ALPHONSE DE LAMARTINE 
      1790 - 1869
Les étoiles
Lamartine commentait ainsi ce poème :
« La nuit est le livre mystérieux des contemplateurs, des amants et des poètes. Eux seuls savent y lire parce qu'eux seuls en ont la clef. Cette clef c'est l'infinie. Ces lueurs sont des âmes, des regards, des silences,pleins de voix connues ».
La méditation consiste à interpréter ces regards, ces silences pour entrer en communication avec ces
âmes.

Il est pour la pensée une heure.,. une heure sainte, Alors que, s'enfuyant de la céleste enceinte, 
De l'absence du jour pour consoler les cieux,
Le crépuscule aux monts prolonge ses adieux.
On voit à l'horizon sa lueur incertaine,
Comme les bords flottants d'une robe qui traîne,
Balayer lentement le firmament obscur,
Où les astres ternis revivent dans l'azur.
Alors ces globes d'or, ces îles de lumière,
Que cherche par instinct la rêveuse paupière,
Jaillissent par milliers de l'ombre qui s'enfuit,
Comme une poudre d'or sur les pas de la nuit ; 
Et le souffle du soir, qui vole sur sa trace,
Les sèmes en tourbillons dans le brillant espace.

L'oeil ébloui les cherche et les perd à la fois :
Les uns semblent planer sur la cime des bois, 
Tel qu'un céleste oiseau dont les rapides ailes
Font jaillir, en s'ouvrant, des gerbes d'étincelles ;
D'autres en flots brillants s'étendent dans les airs,
Comme un rocher blanchit par l'écume des mers ;
Ceux-là, comme un coursier volant dans la carrière,
Déroule à longs plis leur flottante crinière ;
Ceux-ci, sur l'horizon se penchant à demi,
Semblent des yeux ouverts sur le monde endormi,
Tandis qu'au bord du ciel de légères étoiles
Voguent dans cet azur comme de blanches voiles
Qui, revenant au port d'un rivage lointain,
Brillent sur l'Océan aux rayons du matin. (...)

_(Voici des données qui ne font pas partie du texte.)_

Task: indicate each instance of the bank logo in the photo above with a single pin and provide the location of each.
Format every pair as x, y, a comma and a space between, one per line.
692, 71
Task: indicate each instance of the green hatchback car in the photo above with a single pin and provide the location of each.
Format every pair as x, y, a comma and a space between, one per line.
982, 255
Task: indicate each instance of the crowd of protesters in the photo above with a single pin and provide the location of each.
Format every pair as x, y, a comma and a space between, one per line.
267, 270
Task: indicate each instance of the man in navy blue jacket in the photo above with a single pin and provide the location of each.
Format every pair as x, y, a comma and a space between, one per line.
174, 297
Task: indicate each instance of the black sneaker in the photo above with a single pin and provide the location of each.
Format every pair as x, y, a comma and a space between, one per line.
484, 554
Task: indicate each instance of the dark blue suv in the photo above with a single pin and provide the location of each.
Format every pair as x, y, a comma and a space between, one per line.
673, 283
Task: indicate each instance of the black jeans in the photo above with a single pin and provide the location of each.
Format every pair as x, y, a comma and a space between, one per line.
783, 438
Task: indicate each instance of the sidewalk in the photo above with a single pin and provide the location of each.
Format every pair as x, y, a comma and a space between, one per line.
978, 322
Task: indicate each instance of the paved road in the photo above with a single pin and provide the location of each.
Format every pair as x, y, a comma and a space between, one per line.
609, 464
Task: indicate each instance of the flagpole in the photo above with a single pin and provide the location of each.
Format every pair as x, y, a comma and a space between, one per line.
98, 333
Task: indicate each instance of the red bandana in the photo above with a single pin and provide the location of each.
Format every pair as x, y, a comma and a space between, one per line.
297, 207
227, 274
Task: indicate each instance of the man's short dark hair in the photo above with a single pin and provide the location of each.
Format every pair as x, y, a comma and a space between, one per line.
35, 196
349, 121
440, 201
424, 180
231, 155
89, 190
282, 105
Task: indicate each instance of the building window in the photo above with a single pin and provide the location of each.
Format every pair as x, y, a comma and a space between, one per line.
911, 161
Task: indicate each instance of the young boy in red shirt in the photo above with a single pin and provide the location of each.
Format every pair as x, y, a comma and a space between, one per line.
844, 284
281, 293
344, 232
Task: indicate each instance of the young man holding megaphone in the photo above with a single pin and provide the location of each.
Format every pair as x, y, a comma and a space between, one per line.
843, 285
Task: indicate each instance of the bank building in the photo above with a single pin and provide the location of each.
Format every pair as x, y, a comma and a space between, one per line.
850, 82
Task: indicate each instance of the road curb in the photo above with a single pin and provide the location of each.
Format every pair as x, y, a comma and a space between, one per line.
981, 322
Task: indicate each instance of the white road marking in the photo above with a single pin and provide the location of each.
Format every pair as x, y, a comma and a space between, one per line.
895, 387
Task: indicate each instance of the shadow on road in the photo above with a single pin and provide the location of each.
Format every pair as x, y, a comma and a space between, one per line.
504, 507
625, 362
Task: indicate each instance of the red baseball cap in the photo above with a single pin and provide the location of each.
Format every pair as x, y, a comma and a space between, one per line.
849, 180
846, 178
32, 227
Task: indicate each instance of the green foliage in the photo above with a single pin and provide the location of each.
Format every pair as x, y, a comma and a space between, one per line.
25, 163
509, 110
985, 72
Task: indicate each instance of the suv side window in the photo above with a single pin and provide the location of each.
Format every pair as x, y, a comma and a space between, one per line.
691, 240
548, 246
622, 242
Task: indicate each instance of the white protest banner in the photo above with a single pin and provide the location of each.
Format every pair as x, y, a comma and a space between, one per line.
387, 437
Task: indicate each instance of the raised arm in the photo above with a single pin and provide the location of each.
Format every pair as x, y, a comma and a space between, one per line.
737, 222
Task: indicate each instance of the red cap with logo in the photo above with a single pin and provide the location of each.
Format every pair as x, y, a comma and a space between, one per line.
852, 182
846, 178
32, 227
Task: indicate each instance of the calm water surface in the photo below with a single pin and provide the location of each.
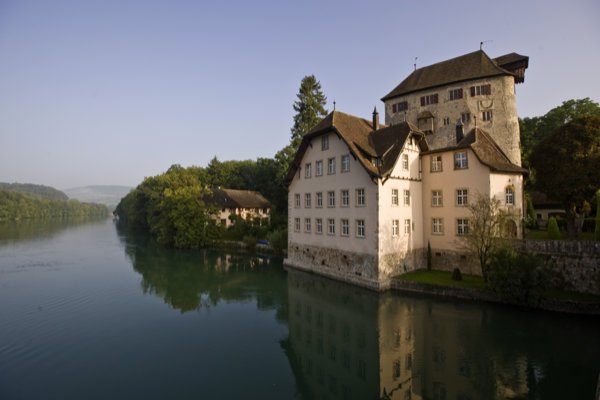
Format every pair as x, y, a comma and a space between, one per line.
88, 311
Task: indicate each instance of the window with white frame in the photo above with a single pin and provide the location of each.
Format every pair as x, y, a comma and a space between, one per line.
436, 163
331, 226
345, 228
460, 160
319, 223
462, 226
360, 197
345, 202
319, 199
406, 197
360, 228
345, 163
510, 196
331, 199
462, 197
331, 166
319, 168
437, 226
436, 198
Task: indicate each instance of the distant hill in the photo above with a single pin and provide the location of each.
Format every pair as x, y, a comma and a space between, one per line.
109, 195
38, 191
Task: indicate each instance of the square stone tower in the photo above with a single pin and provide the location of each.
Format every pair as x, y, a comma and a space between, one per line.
473, 88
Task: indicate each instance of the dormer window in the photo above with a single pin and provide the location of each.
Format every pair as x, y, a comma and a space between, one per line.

Cependant la nuit marche, et sur l'abîme immense
Tous ces mondes flottants gravitent en silence,
Et nous-mêmes, avec eux emportés dans leur coeur
Vers un port inconnu nous avançons toujours,
Souvent pendant la nuit, au souffle du zéphyr,
On sent la terre aussi flotter comme un navire ; 
D'une écume brillante on voit les monts couverts
Fendre d'un cours égal le flot grondant des airs ;
Sur ces vagues d'azur où le globe se joue,
On entend l'aquilon se briser sous la proue,
Et du vent dans les mâts les tristes sifflements,
Et de ses flancs battus les sourds gémissements ;
Et l'homme, sur l'abîme où sa demeure flotte,
Vogue avec volupté sur la foi du pilote !
Soleil, mondes errants qui voguez avec nous,
Dites, s'il vous l'a dit, où donc allons-nous tous?
Quel est le port céleste où son souffle nous guide?
Quel terme assigna-t-il à notre vol rapide?
Allons-nous sur des bords de silence et de deuil,
Échouant dans la nuit sur quelque vaste écueil, 
Semer l'immensité des débris du naufrage?
Ou, conduits par sa main sur un brillant rivage,
Et sur l'ancre éternelle à jamais affermie,
Dans un golfe du ciel abordé endormi?